One Jesuit’s Pilgrimage Experiment

In 1969, Fr. Dick Perl, SJ, “pioneered the revival of Jesuit pilgrimage” when he took a 10-week journey from St. Louis to the Shrine of Our Lady of Guadalupe in Mexico City and back again. His novice director sent him on his way with $150 and a small pack. Fr. Perl shares the story of his pilgrimage and concludes:

One of the basic thrusts that Ignatius had for his novices when he sent them out with no money was: “God will provide.” And how God did provide for me. Whether it was a ride when I was hitchhiking, food when I was hungry or a place to lay my head at night, the Lord always delivered.

Perl’s trip included a night on the porch of a hardware store in Kentucky, threats of jail in Mississippi, a shrimping job in the bayous of Louisiana, hopping trucks and freight trains, and experiencing the generosity of strangers. Read his story here.

The pilgrimage experiment, where novices are sent to different destinations with $5 and a bus ticket, is now a regular part of Jesuit formation. The goal is practicing trust in God.

Image of Sanctuary of Our Lady of Guadalupe (Old Basilica), Mexico City by Jan Zatko under Creative Commons license.

2 Comments on One Jesuit’s Pilgrimage Experiment

  1. What an amazing story.

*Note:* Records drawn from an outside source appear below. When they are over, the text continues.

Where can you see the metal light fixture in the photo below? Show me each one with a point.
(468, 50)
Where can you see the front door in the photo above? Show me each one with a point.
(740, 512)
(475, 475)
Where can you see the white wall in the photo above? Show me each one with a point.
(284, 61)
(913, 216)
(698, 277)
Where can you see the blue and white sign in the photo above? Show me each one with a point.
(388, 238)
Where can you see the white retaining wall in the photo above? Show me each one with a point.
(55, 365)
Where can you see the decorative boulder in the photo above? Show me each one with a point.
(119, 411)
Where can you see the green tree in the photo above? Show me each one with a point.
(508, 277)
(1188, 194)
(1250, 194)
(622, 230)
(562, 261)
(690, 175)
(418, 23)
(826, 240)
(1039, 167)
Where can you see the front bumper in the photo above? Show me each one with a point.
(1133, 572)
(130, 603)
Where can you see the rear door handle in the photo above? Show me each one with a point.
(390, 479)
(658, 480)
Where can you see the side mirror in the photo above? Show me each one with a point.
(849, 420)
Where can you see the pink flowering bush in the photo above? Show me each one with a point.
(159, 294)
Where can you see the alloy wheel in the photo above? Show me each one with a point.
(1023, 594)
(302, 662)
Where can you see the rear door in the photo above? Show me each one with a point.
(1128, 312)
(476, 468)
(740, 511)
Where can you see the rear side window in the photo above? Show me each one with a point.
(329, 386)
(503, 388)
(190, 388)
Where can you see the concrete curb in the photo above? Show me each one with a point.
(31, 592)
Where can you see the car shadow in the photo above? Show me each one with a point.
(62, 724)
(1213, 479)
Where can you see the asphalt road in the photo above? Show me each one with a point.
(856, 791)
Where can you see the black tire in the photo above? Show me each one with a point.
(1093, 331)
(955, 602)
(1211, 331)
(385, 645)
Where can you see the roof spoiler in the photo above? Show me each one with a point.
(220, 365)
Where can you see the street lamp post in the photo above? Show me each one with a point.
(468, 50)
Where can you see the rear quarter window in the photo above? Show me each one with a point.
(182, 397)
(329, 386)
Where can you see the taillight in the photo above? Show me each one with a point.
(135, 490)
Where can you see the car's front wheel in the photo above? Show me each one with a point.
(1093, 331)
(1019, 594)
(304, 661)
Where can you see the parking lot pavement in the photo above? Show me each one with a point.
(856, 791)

I love to hear how God and Mary guided him through his pilgrimage. He certainly learned to trust in God and is now living the life as a missionary as God planned for him. God bless you Fr Pearl.

  2. I am definitely curious about how this works- mostly legal/ethical aspects. It’s my understanding that the men are not supposed to reveal they are Jesuits during this process. If the men become sick or injured, what happens? Do they have insurance? Does the Society foot the bill? Or, (and please- I’m not trying to be harsh. I’m genuinely trying to understand this process) should they end up in an ER, are they left to experience indigent care and… Dare I say, leave the bill to the tax payers and the generosity of the hospital? Train hopping is illegal and extremely dangerous. People lose life and limb doing this. Is this an encouraged part of the process? (I’m not opposed to taking risks in the line of ministry- Greater Love and whatnot. But, I’m also trying to reconcile this with rendering unto Caesar.) What if a man returns from this experiment maimed? Does the society still accept him and does the society provide for his medical needs? And if the destination is in another country, are these men traveling with passports and do they have the requisite Visas/documents? I think the purpose of this experiment is great. I have no doubt how powerful this experience must be and to trust in God’s Providence.